The filed rate doctrine can often provide a strong defense to an insurer in a class action claiming that insurance premiums were too high for some reason. A recent Second Circuit decision applied the doctrine broadly. This decision is likely to be helpful to insurers in future cases.
Rothstein v. Balboa Insurance Co., No. 14-2250-cv, 2015 U.S. App. LEXIS 12623 (2d Cir. July 22, 2015), was one of numerous putative class actions that have been filed involving “forced-placed” homeowners insurance. Where a mortgage borrower does not maintain homeowners’ (or, where required, flood) insurance on his or her home, the lender has the right to purchase a policy to protect its interests, and charge the premium to the borrower. The policy purchased by the lender is typically called a “forced-placed” or “lender-placed” policy. In Rothstein, the plaintiffs alleged “that they were fraudulently overbilled because the rates they were charged did not reflect secret ‘rebates’ and ‘kickbacks’ that GMAC [the lender] received from Balboa through Balboa’s affiliate, Newport Management Corporation.” Id. at *2. The central allegation was that Newport provided certain “loan tracking services” to GMAC at no charge, which reduced GMAC’s expenses, in exchange for GMAC agreeing to buy lender-placed insurance exclusively from Balboa. While GMAC charged the plaintiffs the filed rates for the insurance, the plaintiffs alleged that the rates should have been discounted because of the benefit of the services being provided by Newport.
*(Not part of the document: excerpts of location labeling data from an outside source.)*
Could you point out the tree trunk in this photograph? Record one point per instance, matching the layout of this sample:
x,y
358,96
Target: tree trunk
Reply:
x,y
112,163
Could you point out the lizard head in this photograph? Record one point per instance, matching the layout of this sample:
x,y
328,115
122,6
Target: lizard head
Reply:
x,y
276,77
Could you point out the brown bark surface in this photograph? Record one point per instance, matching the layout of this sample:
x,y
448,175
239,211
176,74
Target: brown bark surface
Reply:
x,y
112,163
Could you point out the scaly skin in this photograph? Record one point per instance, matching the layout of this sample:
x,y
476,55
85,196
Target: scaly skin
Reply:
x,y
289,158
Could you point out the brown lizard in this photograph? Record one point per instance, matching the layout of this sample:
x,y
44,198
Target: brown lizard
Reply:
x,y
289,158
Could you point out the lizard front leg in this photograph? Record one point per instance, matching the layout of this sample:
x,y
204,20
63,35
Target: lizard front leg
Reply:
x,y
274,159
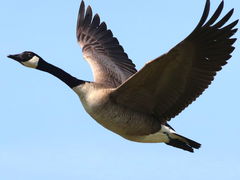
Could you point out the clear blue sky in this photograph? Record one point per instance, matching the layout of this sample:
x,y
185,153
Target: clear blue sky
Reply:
x,y
45,132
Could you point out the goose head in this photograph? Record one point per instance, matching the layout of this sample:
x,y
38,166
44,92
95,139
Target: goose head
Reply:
x,y
26,58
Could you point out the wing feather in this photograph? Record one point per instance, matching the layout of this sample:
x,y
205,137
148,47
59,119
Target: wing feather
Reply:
x,y
110,64
167,85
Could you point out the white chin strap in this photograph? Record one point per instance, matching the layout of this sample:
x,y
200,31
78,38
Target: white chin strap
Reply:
x,y
32,63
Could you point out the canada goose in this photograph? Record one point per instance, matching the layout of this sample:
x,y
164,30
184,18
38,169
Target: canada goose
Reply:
x,y
138,105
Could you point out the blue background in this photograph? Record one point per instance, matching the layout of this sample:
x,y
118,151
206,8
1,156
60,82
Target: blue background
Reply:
x,y
45,132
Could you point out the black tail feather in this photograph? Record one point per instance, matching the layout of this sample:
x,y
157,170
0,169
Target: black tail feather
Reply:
x,y
183,143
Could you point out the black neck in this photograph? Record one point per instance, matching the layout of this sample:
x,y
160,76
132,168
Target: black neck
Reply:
x,y
59,73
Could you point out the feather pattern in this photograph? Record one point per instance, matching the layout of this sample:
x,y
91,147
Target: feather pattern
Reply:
x,y
110,64
167,85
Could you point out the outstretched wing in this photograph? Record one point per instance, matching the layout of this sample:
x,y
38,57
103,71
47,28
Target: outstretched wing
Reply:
x,y
168,84
110,64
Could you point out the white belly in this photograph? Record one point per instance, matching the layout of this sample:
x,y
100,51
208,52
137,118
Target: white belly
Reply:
x,y
114,117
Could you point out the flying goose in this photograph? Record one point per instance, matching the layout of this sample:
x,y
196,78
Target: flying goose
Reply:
x,y
138,104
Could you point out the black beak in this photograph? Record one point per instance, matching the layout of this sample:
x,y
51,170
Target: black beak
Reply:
x,y
15,57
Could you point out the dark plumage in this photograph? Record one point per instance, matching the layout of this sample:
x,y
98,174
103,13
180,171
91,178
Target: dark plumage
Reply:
x,y
137,105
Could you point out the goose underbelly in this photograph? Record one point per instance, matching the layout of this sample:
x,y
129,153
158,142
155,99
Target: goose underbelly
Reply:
x,y
116,118
123,121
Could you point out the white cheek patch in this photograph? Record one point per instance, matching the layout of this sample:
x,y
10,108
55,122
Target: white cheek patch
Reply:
x,y
32,63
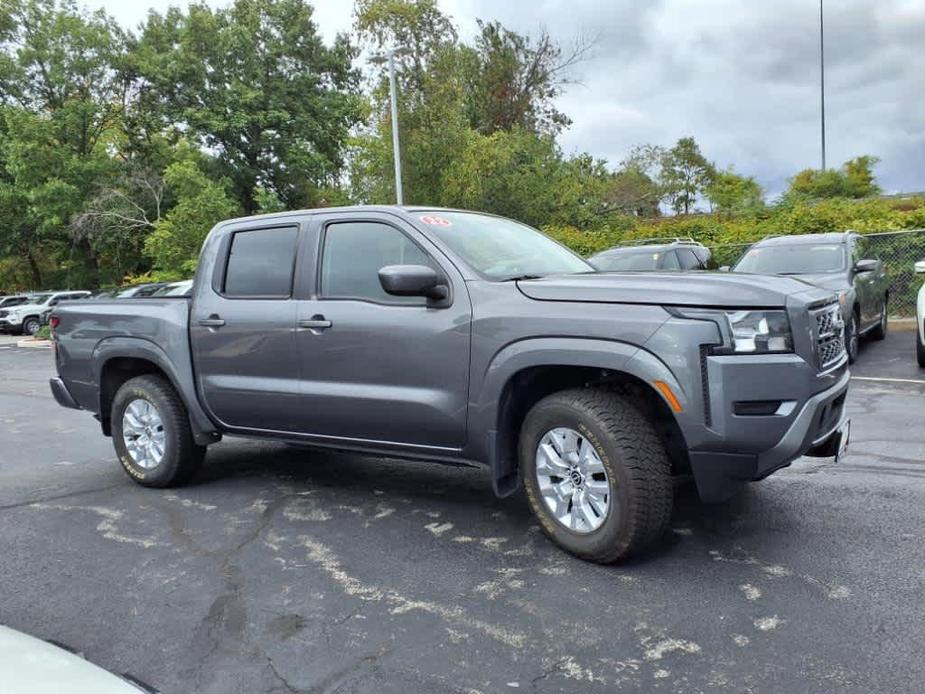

Id. at *6.
The Second Circuit, reversing the denial of a motion to dismiss, held that “a claim challenging a regulator-approved rate is subject to the filed rate doctrine whether or not the rate is passed through an intermediary,” and “[t]he claim is therefore barred if it would undermine the regulator’s rate-setting authority or operate to give the suing ratepayer a preferential rate.” Id. at *3. The Second Circuit further explained that plaintiffs’ theory could succeed only if the services provided by Newport were required to be reflected in the rates, and “it is squarely for the regulators to say what should or should not be included in a filed rate.” Id. at *10-11.
As this decision demonstrates, the filed rate doctrine is a defense worth considering in cases that involve insurance premiums.